Bei der Grupo Têxtil Riopele wird nichts
dem Zufall überlassen. Zu den Unternehmen, welche die Gruppe ausmachen,
gehört das Hauptwerk in Famalicão mit Spinnerei, Weberei und
Ausrüstung, das komplett von der unternehmenseigenen Energieversorgung
gespeist wird. Ausserdem zählen auch die Färberei Olicor und die beiden
Spinnereien Olifil und Filatex zur Gruppe.

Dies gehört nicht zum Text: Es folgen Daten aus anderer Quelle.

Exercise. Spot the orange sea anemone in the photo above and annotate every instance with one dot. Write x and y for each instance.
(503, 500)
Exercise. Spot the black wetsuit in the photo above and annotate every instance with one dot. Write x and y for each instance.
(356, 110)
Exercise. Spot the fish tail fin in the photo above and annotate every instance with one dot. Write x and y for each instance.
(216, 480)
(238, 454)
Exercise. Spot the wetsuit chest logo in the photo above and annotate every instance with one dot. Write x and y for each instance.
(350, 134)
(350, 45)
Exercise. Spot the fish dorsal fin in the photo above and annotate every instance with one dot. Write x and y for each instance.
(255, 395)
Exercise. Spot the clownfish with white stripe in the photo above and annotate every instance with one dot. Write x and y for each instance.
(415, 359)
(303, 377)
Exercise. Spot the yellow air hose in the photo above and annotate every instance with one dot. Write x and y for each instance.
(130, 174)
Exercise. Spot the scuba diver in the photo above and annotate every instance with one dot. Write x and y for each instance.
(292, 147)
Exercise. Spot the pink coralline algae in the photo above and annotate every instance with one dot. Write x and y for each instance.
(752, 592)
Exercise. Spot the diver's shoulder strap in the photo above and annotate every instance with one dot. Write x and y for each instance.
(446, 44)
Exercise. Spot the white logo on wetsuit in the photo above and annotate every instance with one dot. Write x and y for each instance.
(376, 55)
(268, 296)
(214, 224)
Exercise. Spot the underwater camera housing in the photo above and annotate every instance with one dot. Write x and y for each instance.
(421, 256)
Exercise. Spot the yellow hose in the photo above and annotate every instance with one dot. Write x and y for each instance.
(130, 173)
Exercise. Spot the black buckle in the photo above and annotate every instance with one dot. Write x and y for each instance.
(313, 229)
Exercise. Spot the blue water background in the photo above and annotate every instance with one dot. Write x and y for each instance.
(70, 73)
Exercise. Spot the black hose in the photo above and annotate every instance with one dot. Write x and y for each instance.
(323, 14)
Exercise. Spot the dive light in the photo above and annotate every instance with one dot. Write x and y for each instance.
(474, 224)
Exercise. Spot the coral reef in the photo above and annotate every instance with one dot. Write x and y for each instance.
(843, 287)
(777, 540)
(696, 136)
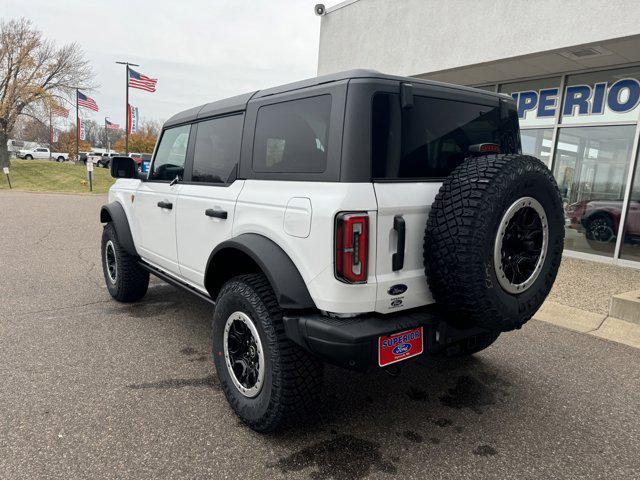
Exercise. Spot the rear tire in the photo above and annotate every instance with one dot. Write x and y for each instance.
(494, 240)
(290, 378)
(125, 279)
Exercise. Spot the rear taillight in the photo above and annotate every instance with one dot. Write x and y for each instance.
(352, 247)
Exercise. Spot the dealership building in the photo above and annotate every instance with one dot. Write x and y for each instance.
(573, 68)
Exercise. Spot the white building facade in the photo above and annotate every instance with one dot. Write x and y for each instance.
(573, 67)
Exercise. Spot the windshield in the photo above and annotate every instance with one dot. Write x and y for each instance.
(431, 138)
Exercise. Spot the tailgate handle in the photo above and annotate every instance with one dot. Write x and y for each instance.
(397, 259)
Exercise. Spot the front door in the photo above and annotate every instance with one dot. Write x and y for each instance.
(156, 201)
(208, 197)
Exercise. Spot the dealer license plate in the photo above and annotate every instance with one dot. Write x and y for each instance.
(400, 346)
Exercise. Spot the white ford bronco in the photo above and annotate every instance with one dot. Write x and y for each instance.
(359, 219)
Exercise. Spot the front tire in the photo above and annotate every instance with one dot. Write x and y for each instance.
(268, 380)
(125, 279)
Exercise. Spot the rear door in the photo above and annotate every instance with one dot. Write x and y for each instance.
(209, 193)
(413, 150)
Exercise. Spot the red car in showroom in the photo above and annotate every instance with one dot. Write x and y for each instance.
(600, 219)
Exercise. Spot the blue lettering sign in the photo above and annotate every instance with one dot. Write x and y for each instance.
(616, 100)
(597, 104)
(527, 101)
(577, 96)
(547, 103)
(621, 97)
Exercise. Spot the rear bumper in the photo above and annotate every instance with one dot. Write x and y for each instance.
(353, 342)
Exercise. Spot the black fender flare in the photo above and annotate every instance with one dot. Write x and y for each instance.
(114, 212)
(284, 277)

Die hier jährlich zu Garnen im
Feinheitsbereich von Ne 20 - 80 verarbeiteten 10.000 Tonnen Rohmaterial
gehen nur teilweise in die eigenen Webereien und werden mehrheitlich an
internationale Webereien und Wirkereien verkauft.
Stark
genug für Asien
Der Absatz erfolgt zu 80% in Europa und den USA. Das Interesse auch in
Asien Fuss zu fassen ist da, jedoch abhängig – wie der für Technik
zuständige Geschäftsführer Dr. Gonçalves de Oliveira anmerkt – vom
freien Marktzugang. Er setzt sich für offene Handelsgrenzen ein, die
jedoch für beide Seiten gleiche Chancen bieten müssen. "Meiner
Meinung nach sind wir als europäische Textilhersteller durchaus
konkurrenzfähig mit Asien," ist seine Überzeugung. Er doppelt nach:
"Gerade die europäische Innovationskraft zusammen mit unseren
Zulieferern aus dem Textilmaschinenbereich sichert uns immer wieder einen
entscheidenden Vorteil, um mit neuen Geweben Marktanteile zu
gewinnen."

DORNIER-Greifer- und Luftwebmaschinen-Anlage
der Firma Grupo Têxtil Riopele
Personal als wichtigstes Gut
Die Nähe zum Markt wird nicht nur von den Zulieferern erwartet und
geschätzt, sondern auch selbst gelebt. Riopele zeichnet sich durch hohe
Flexibilität und einen durchwegs spürbaren, engagierten Unternehmergeist
aus. "Wir dürfen nicht vergessen, dass der Kunde unser wirklicher
Chef ist," führt Dr. Oliveira weiter aus. Diese Einstellung muss
nicht nur in der Unternehmensführung vorhanden sein, sondern auf alle
Mitarbeitenden übertragen werden. Damit wird das Personal zum wichtigsten
Faktor im Unternehmen, um Flexibilität und Leistungsbereitschaft bei der
Umsetzung einer konsequenten, flexiblen Marktorientierung zu erreichen.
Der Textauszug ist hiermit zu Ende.